2. Materials and Methods

Rotted and clean yam tubers (D. rotundata) were purchased from Idah market, washed under running tap water and allowed to dry, observed under a binocular for possible dry rot signs, before about 0.5 - 1 cm pieces were cut at the periphery of the rotted tissues with the aid of sterile scalpel. Potato Dextrose Agar (PDA) was the medium used.Fresh potatoes were peeled, washed before 250 g were weighed and boiled for 30 minutes in 1 litre of tap water in a clean pot. The infusion was filtered and allowed to cool. To the infusion, 20 g of agar-agar and 15 g of dextrose were added. The infusion was made up to 1 litre with distilled water before the medium was autoclaved at 1.02 kg/cm3 pressure for 15 minutes. Six millilitre (0.1%) of streptomycin was added to the 1 litre of the sterilized media just, before pouring into Petridishes, to prevent the growth of bacteria.

The cut pieces were plated two per Petri-dish and incubated at room temperature for five days after sterilization in 2% sodium hypochlorite for 30 seconds and rinsed in three changes of sterile water. Pure culture of each isolate was maintained by aseptic transfer to a freshly prepared medium. Wet mount of isolate in latophenol in cotton blue were microscopically examined and identified on the basis of characteristic spores with reference to illustrated general of imperfect fungi [19] Pathogenicity test of each fungi isolate was carried out based on Koch’s postulate using the method described by [20].

Susceptibility of yam regions to fungal attack was carried out by taking cylindrical cores of 1 cm deep aseptically from the “head”, “middle” and “tail” regions of each yam tuber with a 5 mm cork-borer. Four millimeter disc of 7 days old fungal cultures were placed, fungus first into the holes in the tubers, before the cores of the yam from the tubers were replaced after about 2 mm have been cut off to compensate for the thickness of the Agar inoculums. Petroleum Jelly was used to cover the replaced cores to prevent contamination. Each experiment for the tuber regions was replicated three times. Controls were inoculated with plank sterile agar and all inoculated tubers were incubated at room temperature for four weeks; after which they were sliced through the site of inoculation and rot depth measured.

3. Results and Discussion

Various workers have identified many fungi as causal organisms of various yam diseases [17,21-24]. In this research, three fungal pathogens (P. oxalicum, A. nigerand R. stolonifer) were isolated and identified from rotted white yam (D. rotundata) in Idah Local Government Area in Kogi State. These fungi were pathogenic and they were responsible for the dry rot of yam in the area (Table 1).

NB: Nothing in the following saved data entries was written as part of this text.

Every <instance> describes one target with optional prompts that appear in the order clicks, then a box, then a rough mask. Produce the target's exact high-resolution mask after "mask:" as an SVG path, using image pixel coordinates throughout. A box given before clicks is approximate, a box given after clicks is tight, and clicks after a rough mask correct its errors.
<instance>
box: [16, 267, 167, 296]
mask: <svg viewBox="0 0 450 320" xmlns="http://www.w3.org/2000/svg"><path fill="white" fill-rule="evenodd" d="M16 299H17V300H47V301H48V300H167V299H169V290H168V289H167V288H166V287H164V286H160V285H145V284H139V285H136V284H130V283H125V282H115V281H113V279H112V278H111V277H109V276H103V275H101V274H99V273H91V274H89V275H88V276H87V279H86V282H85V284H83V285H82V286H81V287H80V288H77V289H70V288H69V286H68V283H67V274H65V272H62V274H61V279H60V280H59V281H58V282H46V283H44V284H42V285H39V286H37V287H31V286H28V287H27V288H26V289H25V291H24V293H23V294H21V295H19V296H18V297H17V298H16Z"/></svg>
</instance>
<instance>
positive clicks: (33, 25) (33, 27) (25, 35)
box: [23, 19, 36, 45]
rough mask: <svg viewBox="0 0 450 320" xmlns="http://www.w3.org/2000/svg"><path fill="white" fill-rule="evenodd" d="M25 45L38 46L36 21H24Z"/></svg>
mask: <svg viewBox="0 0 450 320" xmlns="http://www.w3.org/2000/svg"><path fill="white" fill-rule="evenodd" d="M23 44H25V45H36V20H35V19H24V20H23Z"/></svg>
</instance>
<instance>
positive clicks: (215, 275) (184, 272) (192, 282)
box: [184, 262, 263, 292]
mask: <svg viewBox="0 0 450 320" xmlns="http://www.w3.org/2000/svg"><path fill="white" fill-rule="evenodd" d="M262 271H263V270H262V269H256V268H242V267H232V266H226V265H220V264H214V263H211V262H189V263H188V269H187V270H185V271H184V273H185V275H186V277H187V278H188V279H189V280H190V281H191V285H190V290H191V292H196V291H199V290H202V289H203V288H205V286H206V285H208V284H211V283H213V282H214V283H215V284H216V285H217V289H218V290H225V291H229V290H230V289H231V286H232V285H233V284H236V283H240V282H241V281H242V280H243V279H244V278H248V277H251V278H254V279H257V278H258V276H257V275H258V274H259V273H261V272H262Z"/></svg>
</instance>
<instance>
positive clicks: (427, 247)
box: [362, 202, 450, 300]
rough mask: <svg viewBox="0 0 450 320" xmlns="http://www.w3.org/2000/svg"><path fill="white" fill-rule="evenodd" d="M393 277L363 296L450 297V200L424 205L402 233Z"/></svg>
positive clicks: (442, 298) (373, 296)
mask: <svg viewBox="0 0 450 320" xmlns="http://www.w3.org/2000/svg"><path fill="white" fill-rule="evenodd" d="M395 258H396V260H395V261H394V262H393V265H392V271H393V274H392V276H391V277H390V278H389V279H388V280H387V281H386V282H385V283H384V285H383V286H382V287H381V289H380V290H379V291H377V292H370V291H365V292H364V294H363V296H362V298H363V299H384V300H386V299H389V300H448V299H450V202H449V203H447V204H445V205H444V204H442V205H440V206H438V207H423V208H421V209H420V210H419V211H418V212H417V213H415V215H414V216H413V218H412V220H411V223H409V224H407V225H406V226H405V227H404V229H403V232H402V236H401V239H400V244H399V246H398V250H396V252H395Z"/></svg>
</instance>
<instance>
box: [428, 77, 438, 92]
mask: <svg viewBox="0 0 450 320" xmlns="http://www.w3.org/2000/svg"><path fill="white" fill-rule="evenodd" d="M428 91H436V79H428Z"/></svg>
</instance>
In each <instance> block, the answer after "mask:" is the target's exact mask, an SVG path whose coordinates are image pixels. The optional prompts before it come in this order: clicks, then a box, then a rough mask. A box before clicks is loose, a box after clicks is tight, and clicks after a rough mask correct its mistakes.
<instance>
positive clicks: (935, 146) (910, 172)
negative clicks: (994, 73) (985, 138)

Fungal dry rot of yam tuber in storage in Idah LGA (one of the major yam producing area in Kogi State) has led to loss of yam quality and quantity and consequently financial loss to farmers in the area. This confirmed the earlier reports by [25,26]; that post-harvest biodegradetion of yam tuber is one of the most important factors militating against commercial production of yams in Nigeria.

• Data are means value;

• Means with the same alphabet along vertical rows

Table 1. The results of the susceptibility test.

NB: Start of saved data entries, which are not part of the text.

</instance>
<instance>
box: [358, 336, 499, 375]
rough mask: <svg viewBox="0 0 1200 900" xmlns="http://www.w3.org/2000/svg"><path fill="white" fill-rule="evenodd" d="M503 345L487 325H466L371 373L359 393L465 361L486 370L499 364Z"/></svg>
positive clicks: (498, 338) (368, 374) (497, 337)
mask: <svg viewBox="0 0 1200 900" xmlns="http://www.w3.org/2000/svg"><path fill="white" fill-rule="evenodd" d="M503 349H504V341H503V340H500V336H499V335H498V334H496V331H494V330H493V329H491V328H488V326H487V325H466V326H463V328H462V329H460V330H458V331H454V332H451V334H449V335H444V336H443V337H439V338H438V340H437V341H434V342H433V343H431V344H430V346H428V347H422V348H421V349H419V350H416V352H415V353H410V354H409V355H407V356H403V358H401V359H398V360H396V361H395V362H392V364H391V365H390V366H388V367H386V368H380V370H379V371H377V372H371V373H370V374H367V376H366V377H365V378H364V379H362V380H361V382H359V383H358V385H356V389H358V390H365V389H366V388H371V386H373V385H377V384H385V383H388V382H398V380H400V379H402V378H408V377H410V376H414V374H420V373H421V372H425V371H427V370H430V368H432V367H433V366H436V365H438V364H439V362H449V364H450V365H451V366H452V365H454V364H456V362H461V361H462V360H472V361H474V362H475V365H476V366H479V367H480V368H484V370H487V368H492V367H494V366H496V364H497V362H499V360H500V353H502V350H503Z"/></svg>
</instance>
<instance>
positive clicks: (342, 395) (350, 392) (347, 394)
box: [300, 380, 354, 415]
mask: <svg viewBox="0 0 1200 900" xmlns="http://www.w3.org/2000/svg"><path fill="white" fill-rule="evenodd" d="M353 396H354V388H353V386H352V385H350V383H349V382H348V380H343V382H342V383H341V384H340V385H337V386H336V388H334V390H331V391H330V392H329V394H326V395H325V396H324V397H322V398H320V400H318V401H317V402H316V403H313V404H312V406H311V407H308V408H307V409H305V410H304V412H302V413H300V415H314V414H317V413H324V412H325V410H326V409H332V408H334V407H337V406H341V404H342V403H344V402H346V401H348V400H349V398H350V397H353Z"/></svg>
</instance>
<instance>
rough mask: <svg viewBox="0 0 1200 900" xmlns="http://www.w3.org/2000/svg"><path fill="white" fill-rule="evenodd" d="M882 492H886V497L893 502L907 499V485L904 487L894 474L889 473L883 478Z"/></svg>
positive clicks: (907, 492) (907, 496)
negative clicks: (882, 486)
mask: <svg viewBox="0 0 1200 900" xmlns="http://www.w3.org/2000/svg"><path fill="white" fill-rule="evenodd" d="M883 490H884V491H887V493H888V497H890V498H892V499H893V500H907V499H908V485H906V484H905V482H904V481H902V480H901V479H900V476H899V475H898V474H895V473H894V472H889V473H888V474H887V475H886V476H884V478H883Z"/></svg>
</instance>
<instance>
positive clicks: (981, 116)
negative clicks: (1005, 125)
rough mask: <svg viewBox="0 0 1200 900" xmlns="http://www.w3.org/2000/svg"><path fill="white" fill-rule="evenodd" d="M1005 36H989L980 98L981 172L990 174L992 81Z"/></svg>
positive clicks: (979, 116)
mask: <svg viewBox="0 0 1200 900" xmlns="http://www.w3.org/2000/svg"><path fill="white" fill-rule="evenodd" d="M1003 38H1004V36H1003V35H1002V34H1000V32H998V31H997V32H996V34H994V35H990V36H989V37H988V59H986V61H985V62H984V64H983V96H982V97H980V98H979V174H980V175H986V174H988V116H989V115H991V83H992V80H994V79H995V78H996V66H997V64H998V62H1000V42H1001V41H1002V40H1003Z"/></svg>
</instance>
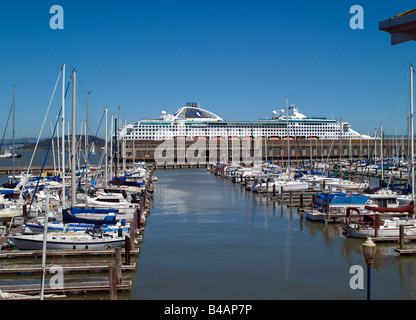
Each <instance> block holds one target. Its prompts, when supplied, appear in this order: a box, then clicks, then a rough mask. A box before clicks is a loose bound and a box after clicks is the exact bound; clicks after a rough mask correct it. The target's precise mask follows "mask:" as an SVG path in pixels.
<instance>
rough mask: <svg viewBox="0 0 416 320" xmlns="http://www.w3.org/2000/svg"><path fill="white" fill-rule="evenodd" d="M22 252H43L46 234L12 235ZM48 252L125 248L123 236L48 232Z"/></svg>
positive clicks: (11, 240)
mask: <svg viewBox="0 0 416 320" xmlns="http://www.w3.org/2000/svg"><path fill="white" fill-rule="evenodd" d="M8 239H9V241H10V242H11V243H13V244H14V245H15V246H16V247H17V248H18V249H20V250H42V247H43V239H44V234H12V235H10V236H9V237H8ZM46 241H47V244H46V249H47V250H86V249H96V250H104V249H108V248H115V247H124V244H125V238H124V237H123V235H122V234H119V233H114V232H104V231H103V230H101V229H95V228H91V229H88V230H87V231H81V232H77V231H65V232H48V233H47V238H46Z"/></svg>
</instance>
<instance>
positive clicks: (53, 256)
mask: <svg viewBox="0 0 416 320" xmlns="http://www.w3.org/2000/svg"><path fill="white" fill-rule="evenodd" d="M129 253H130V254H131V255H138V254H139V253H140V248H136V249H132V250H130V251H129ZM121 254H122V255H125V254H126V250H125V249H121ZM114 255H115V249H114V248H113V249H106V250H47V251H46V257H55V258H56V257H86V256H90V257H92V256H114ZM41 257H42V250H27V251H26V250H24V251H2V252H1V253H0V259H11V258H41Z"/></svg>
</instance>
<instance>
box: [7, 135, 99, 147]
mask: <svg viewBox="0 0 416 320" xmlns="http://www.w3.org/2000/svg"><path fill="white" fill-rule="evenodd" d="M79 139H81V141H82V142H81V146H82V147H84V145H85V142H84V141H85V136H80V135H77V140H79ZM21 140H23V139H21ZM36 141H37V140H36V139H34V141H33V139H28V140H27V141H22V142H23V143H22V142H20V143H17V139H16V141H15V144H16V145H18V146H16V149H17V150H33V149H34V148H35V146H36ZM65 141H66V145H68V143H67V141H68V139H67V137H65ZM93 142H94V145H95V147H96V148H97V149H98V148H102V147H104V146H105V140H104V139H101V138H98V137H94V136H88V145H89V146H91V144H92V143H93ZM50 143H51V139H45V140H41V141H39V144H38V149H39V150H47V149H48V147H49V145H50ZM61 143H62V142H61V138H59V139H57V138H54V144H55V148H56V146H57V145H58V144H59V146H60V145H61Z"/></svg>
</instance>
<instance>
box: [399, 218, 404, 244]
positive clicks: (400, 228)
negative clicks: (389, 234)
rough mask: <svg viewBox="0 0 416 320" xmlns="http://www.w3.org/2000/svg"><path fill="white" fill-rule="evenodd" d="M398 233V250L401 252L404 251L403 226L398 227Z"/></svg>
mask: <svg viewBox="0 0 416 320" xmlns="http://www.w3.org/2000/svg"><path fill="white" fill-rule="evenodd" d="M399 231H400V233H399V234H400V237H399V239H400V249H401V250H403V249H404V225H402V224H401V225H400V229H399Z"/></svg>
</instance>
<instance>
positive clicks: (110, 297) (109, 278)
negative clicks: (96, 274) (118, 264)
mask: <svg viewBox="0 0 416 320" xmlns="http://www.w3.org/2000/svg"><path fill="white" fill-rule="evenodd" d="M117 284H118V283H117V267H116V266H115V265H114V264H113V263H111V264H110V272H109V285H110V300H117Z"/></svg>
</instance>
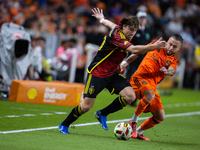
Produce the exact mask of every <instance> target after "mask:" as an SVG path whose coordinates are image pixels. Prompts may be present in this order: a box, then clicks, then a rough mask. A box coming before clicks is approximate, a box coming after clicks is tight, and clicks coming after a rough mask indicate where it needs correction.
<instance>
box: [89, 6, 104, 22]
mask: <svg viewBox="0 0 200 150" xmlns="http://www.w3.org/2000/svg"><path fill="white" fill-rule="evenodd" d="M92 12H93V14H92V16H94V17H95V18H96V19H98V20H100V19H102V18H104V15H103V9H99V8H98V7H97V8H93V9H92Z"/></svg>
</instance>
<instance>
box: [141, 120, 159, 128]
mask: <svg viewBox="0 0 200 150" xmlns="http://www.w3.org/2000/svg"><path fill="white" fill-rule="evenodd" d="M161 122H162V121H160V120H158V119H156V118H155V117H150V118H148V119H147V120H145V121H144V122H143V123H142V124H141V128H142V130H147V129H150V128H152V127H154V126H155V125H156V124H158V123H161Z"/></svg>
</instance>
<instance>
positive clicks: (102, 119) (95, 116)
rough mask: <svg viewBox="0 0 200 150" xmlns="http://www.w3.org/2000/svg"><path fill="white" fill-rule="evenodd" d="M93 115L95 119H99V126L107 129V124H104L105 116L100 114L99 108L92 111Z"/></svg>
mask: <svg viewBox="0 0 200 150" xmlns="http://www.w3.org/2000/svg"><path fill="white" fill-rule="evenodd" d="M94 117H95V118H96V119H98V120H99V122H100V124H101V126H102V127H103V128H104V129H105V130H108V127H107V124H106V120H107V116H103V115H101V114H100V110H98V111H96V112H95V113H94Z"/></svg>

Figure 1. Rate of dry rot in Dioscorea rotundata (white yam) along the tuber length due to rot causing fungi.

shows no significant level (Duncan’s multiple range test).

The tail region of the yam tubers showed higher susceptibility to the fungal pathogens (32.0 mm, 26.4 mm and 20. 8 mm) for P. oxalicum, A. niger and R. stolonifer respectively; these results were significantly different from the result gotten from the middle and the head regions. Although the susceptibility of the middle region was less than that of the tail region, by the three fungi isolates (25.0 mm, 18.2 mm and 12.7 mm) for P. oxalicum, A. niger and R. stolonifer respectively; and this result was still higher from those observed at the head region (15.0 mm, 10.5 mm and 8.8 mm) for P. oxalicum, A. niger and R. stolonifer respectively; however, but there was no difference in susceptibility of the middle and that at the head regions (Figure 1).

Based on the observation from this research, farmers and traders are advised to take precautions during stacking of yam tubers in ware-houses not to stand them on the tail region as this could provide an easier way of exposing the tubers to injury and consequent rapid infection.